E la considerazione per cui io, avendo in testa il Parsifal, sono stato misteriosamente “convocato” nella zona del Ghetto dove ho trovato il nome di Orgheluse, beh, una cosa del genere si sarebbe già bravi se si riuscisse a inventare in una città che non esiste, ma il fatto è che l’ho ritrovata esattamente così e in una città vera. Come ho ritrovato il tema dell’Incantesimo del Venerdì Santo e cento altre coincidenze. Mi sembra quindi sicuro che a Venezia si rispecchino le tracce di un modo di concepire una città come c’era ai tempi molto antichi, quando l’architettura era dissiminata di significati e simboli.

 

Non sarà che, in questo vagabondaggio intarsiato di richiami eruditi, ha piegato la realtà per vedervi confermata una sua idea?
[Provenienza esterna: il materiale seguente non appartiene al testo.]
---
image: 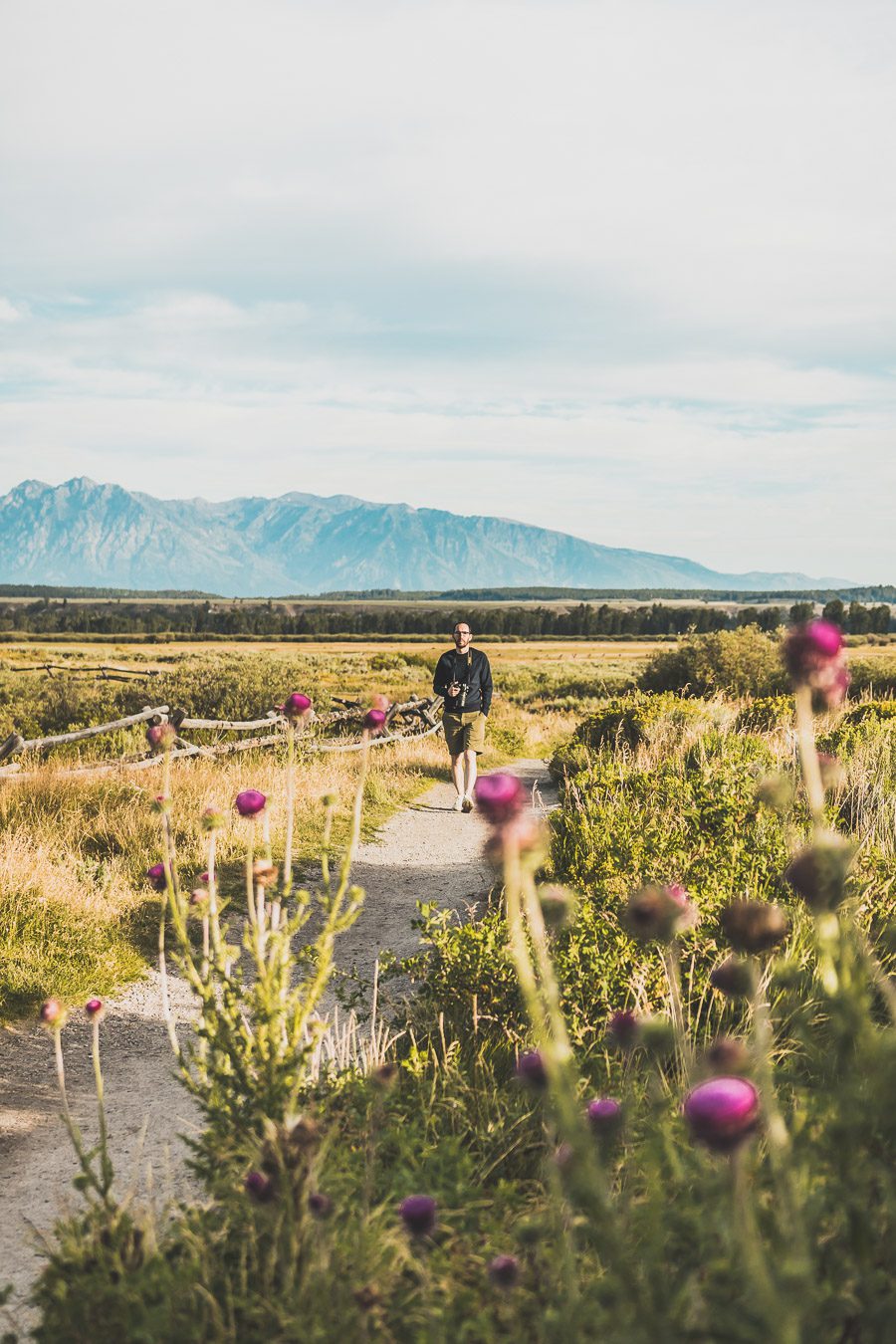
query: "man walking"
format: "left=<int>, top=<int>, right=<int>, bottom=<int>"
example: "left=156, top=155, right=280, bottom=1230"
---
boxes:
left=432, top=621, right=492, bottom=811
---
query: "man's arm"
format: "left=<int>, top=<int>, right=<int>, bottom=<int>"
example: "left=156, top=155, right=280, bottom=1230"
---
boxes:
left=480, top=653, right=492, bottom=714
left=432, top=653, right=451, bottom=695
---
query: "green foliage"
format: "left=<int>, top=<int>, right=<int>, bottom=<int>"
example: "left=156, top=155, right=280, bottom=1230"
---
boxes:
left=639, top=625, right=784, bottom=696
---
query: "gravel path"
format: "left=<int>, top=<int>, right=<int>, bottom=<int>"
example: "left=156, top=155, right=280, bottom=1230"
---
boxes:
left=0, top=761, right=554, bottom=1332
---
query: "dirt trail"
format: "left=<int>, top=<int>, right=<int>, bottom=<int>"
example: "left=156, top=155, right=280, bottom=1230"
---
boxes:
left=0, top=761, right=554, bottom=1329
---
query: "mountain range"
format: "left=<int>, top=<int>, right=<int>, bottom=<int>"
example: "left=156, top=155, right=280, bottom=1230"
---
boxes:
left=0, top=476, right=849, bottom=596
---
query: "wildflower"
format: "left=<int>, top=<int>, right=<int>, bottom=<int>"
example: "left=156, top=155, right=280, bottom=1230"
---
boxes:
left=784, top=830, right=853, bottom=913
left=782, top=621, right=849, bottom=707
left=707, top=1036, right=750, bottom=1074
left=684, top=1075, right=759, bottom=1153
left=539, top=884, right=576, bottom=929
left=607, top=1008, right=641, bottom=1049
left=278, top=691, right=312, bottom=723
left=516, top=1049, right=549, bottom=1091
left=364, top=710, right=385, bottom=738
left=234, top=788, right=268, bottom=817
left=397, top=1195, right=437, bottom=1236
left=489, top=1255, right=520, bottom=1287
left=39, top=999, right=66, bottom=1029
left=623, top=883, right=699, bottom=942
left=709, top=957, right=753, bottom=999
left=720, top=901, right=789, bottom=953
left=308, top=1190, right=334, bottom=1218
left=243, top=1172, right=274, bottom=1205
left=146, top=723, right=177, bottom=756
left=146, top=863, right=168, bottom=891
left=585, top=1097, right=622, bottom=1138
left=473, top=771, right=527, bottom=826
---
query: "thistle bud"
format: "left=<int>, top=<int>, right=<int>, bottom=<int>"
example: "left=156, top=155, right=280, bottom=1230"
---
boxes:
left=146, top=863, right=168, bottom=891
left=684, top=1076, right=759, bottom=1153
left=720, top=901, right=789, bottom=953
left=243, top=1172, right=276, bottom=1205
left=364, top=710, right=385, bottom=738
left=39, top=999, right=66, bottom=1030
left=585, top=1097, right=622, bottom=1138
left=280, top=691, right=312, bottom=723
left=489, top=1255, right=520, bottom=1287
left=784, top=830, right=853, bottom=914
left=709, top=957, right=754, bottom=999
left=705, top=1036, right=750, bottom=1074
left=516, top=1049, right=549, bottom=1091
left=782, top=621, right=849, bottom=707
left=397, top=1195, right=438, bottom=1236
left=473, top=771, right=527, bottom=826
left=234, top=788, right=268, bottom=817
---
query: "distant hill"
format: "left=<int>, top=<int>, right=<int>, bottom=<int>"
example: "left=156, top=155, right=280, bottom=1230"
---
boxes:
left=0, top=476, right=850, bottom=596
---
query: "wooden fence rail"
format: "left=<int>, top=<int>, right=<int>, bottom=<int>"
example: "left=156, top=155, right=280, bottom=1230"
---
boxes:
left=0, top=696, right=442, bottom=780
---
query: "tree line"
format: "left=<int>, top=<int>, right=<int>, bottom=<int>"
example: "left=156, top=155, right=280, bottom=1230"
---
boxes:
left=0, top=598, right=895, bottom=638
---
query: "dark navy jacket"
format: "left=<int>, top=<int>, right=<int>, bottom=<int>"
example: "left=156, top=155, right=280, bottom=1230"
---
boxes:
left=432, top=649, right=492, bottom=714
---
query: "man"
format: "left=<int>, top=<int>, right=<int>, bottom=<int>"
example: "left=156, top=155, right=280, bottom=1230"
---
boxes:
left=432, top=621, right=492, bottom=811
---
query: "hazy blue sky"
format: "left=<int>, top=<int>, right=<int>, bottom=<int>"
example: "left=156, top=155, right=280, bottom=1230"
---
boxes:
left=0, top=0, right=896, bottom=582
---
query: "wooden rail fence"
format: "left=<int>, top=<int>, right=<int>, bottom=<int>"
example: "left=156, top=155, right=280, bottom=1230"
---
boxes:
left=0, top=695, right=442, bottom=780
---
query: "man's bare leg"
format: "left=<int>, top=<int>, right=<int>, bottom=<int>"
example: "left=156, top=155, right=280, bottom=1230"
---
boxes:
left=451, top=754, right=464, bottom=798
left=464, top=752, right=476, bottom=798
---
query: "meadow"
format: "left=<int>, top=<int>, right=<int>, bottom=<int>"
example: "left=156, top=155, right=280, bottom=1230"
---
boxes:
left=0, top=629, right=896, bottom=1344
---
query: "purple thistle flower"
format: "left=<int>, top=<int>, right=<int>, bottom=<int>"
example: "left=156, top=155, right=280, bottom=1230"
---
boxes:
left=280, top=691, right=312, bottom=719
left=39, top=999, right=66, bottom=1026
left=243, top=1172, right=274, bottom=1205
left=364, top=710, right=385, bottom=737
left=489, top=1255, right=520, bottom=1287
left=707, top=1036, right=750, bottom=1074
left=234, top=788, right=268, bottom=817
left=684, top=1075, right=759, bottom=1153
left=397, top=1195, right=437, bottom=1236
left=146, top=863, right=166, bottom=891
left=585, top=1097, right=622, bottom=1138
left=516, top=1049, right=549, bottom=1091
left=146, top=723, right=177, bottom=753
left=782, top=621, right=849, bottom=706
left=473, top=771, right=527, bottom=826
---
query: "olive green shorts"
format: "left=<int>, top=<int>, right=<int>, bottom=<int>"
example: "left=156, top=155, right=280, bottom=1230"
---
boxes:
left=442, top=710, right=485, bottom=756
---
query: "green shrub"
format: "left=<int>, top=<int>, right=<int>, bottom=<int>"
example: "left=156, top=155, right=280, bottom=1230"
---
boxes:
left=638, top=625, right=785, bottom=696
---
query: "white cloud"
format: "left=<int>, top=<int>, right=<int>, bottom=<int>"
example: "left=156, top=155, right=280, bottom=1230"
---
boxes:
left=0, top=0, right=896, bottom=578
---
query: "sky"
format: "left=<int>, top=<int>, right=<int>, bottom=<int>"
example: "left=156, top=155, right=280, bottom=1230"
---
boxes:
left=0, top=0, right=896, bottom=582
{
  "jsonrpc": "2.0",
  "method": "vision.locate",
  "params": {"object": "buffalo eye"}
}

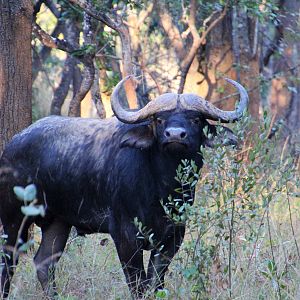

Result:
[156,118,164,124]
[192,118,200,125]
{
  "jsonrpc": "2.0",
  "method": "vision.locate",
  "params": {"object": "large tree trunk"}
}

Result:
[0,0,33,153]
Commettendo cioè il “peccato d’orgoglio” del quale sentenziava Evola, da lei citatissimo?
Il punto è che ho sul serio rinvenuto queste cose, un filo che porta indietro, e non mi pongo la questione del perché sono nate. Quanto al peccato d’orgoglio, credo che la cultura si serva di due armi, per andare avanti: una è il furto, come mi pare disse Strawinskij, e l’altra è appunto l’orgoglio. Furto nel senso di far proprio ciò che si è letto, e si è letto specialmente da giovani, negli anni in cui si vede l’universo attraverso il cristallo magico della biblioteca infinita. Orgoglio nel senso tentar di cambiare il proprio mondo, spostandosi e mutando prospettiva, indirizzati magari da quanto si è trovato nella biblioteca.

 

Colpisce questa sua insolita formazione culturale. Verso dove la conduce? E quanto incide nel suo essere musicista?
Finora è stato come spostarsi a cercare da uno scaffale all’altro di quella biblioteca di cui parlavo. Ora, poiché la musica in se non è un problema di gnosi, di conoscenza, ma di espressività, un giorno ho capito che essa non poteva essere l’unica componente della mia vita: importantissima sì, ma non l’unica. Ed ecco così l’irrompere di altri problemi di conoscenza, come la medicina. L’esoterismo, l’archeologia. Problemi che ti mettono in rapporto con le cose e gli uomini che ti spingono a cercare, mentre con la musica semplicemente esprimi.